My PBL Odyssey (Part 4): Tomorrow and Tomorrow and Tomorrow? Education of an Educator--The Saga Continues


By Joe Oakey

Reprinted from PBLNEWS, October 1997

Readers of previous installments in this series have asked me a good question: Why, they say, if I hated learning so much, did I become an educator?

The short answer is, I never hated learning, it was schooling I disliked, and in many cases, even today, schooling cannot be equated with learning. In fact, in some ways, as we all know, school can inadvertently interfere with learning.

Consider, for example, a common experience--a student's first encounter with Shakespeare. By the time I reached my senior year, I had been exposed to two of Shakespeare's play and I actively dreaded the prospect of being subjected to another one. It was at that point, of course, that my teacher announced that she planned to help us "enjoy" (?!) Macbeth.

Shortly after we began working on the play-memorizing it, reciting it, and acting it out--the principal invited me and another student to accompany him to two performances by a Shakespearean company in a nearby city. Unexcited as I was at this prospect, he was the principal, so I reluctantly agreed.

The first performance, which I do not remember very clearly, might have been Two Gentlemen of Verona. The second performance, which I do remember vividly, was Macbeth. What I remember most is that seeing Shakespearean plays performed as they were intended to be, in one long more or less continuous experience, rather than chopped up into arbitrary 45-minute chunks, was a revelation.

(It still strikes me as mildly ironic, by the way, that my initial exposure to Macbeth can be so eloquently summed up by these words from the play itself:

Tomorrow, and tomorrow, and tomorrow,
Creeps in this petty pace from day to day

To the last syllable of recorded time.
--Act 5, Scene 5, lines 19-21)

On the way home, the three of us talked about the striking contrast between what we had just witnessed and our experience in the classroom. We realized that much of the reason the play seemed to unrewarding in class was that we did not have the opportunity to grasp it as a whole, to feel its overall shape and structure. As a consequence, we were remarkably bad at interpreting, reading, and performing it. Shakespeare's language, his sense of drama and conflict, his insights into the human condition--all the things that make his work so moving--were lost on us.

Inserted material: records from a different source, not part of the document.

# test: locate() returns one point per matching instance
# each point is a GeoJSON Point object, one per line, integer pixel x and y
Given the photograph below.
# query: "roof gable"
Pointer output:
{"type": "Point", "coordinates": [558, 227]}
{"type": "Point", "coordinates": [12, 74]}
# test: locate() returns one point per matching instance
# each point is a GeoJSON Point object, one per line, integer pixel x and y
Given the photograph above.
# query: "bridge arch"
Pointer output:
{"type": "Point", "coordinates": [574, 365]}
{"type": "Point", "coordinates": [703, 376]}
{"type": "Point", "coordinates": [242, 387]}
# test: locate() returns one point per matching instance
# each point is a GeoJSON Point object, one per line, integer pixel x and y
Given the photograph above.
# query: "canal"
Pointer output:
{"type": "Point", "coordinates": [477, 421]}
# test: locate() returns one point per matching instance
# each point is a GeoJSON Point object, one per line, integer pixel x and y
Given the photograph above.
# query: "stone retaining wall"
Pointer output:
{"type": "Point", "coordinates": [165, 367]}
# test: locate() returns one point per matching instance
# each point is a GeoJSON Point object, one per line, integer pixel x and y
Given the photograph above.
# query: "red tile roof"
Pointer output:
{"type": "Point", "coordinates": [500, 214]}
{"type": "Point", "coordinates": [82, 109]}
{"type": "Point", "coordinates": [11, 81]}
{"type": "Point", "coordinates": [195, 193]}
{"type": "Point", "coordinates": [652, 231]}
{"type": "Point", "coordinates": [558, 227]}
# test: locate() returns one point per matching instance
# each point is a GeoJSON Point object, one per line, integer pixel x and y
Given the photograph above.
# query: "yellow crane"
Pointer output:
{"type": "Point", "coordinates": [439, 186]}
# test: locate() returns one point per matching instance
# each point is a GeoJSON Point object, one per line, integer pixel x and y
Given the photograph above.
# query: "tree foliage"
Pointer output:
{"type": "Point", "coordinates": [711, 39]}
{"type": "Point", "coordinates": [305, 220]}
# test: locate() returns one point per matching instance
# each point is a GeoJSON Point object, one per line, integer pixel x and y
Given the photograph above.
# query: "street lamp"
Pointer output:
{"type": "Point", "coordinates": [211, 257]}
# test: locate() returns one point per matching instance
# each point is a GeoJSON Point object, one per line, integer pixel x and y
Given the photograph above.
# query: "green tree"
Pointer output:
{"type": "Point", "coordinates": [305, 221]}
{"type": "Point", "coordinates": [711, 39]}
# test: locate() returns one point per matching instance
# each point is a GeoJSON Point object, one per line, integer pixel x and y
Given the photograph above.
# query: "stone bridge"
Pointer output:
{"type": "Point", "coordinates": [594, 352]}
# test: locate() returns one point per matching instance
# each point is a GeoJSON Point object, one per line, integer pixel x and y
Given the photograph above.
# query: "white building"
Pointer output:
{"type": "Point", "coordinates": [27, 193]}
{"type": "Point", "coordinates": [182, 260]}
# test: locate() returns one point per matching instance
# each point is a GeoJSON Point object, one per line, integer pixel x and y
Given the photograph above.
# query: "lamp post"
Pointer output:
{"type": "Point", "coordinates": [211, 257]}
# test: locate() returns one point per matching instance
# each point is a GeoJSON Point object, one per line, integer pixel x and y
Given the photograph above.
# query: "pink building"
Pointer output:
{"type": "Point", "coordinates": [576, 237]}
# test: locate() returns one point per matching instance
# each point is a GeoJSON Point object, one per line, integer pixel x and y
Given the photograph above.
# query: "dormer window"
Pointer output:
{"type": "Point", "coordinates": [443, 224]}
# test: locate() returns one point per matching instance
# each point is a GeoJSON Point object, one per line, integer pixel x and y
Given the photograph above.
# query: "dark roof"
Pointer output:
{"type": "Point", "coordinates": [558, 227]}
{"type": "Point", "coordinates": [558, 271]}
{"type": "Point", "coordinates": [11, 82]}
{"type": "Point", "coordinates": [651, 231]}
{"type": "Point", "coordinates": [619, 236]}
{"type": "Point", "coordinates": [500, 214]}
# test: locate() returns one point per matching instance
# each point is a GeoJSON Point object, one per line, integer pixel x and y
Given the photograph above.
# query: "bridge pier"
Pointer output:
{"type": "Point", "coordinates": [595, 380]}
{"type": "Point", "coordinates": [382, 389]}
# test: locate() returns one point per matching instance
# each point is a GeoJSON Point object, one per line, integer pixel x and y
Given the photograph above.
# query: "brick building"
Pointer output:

It is plain that learning cannot always take place in disconnected, time-bound slots. So, as I and others in the PBL community have asked for some time now, why not change the structure? Why not take half a day or more each semester for learning experiences that work best when they occur in their entirety? Projects often require this kind of release from the typical schedule, and it can be a critical step in making the experience as rewarding and productive as possible.

About the Author:
Joe Oakey is President Emeritus of the Autodesk Foundation.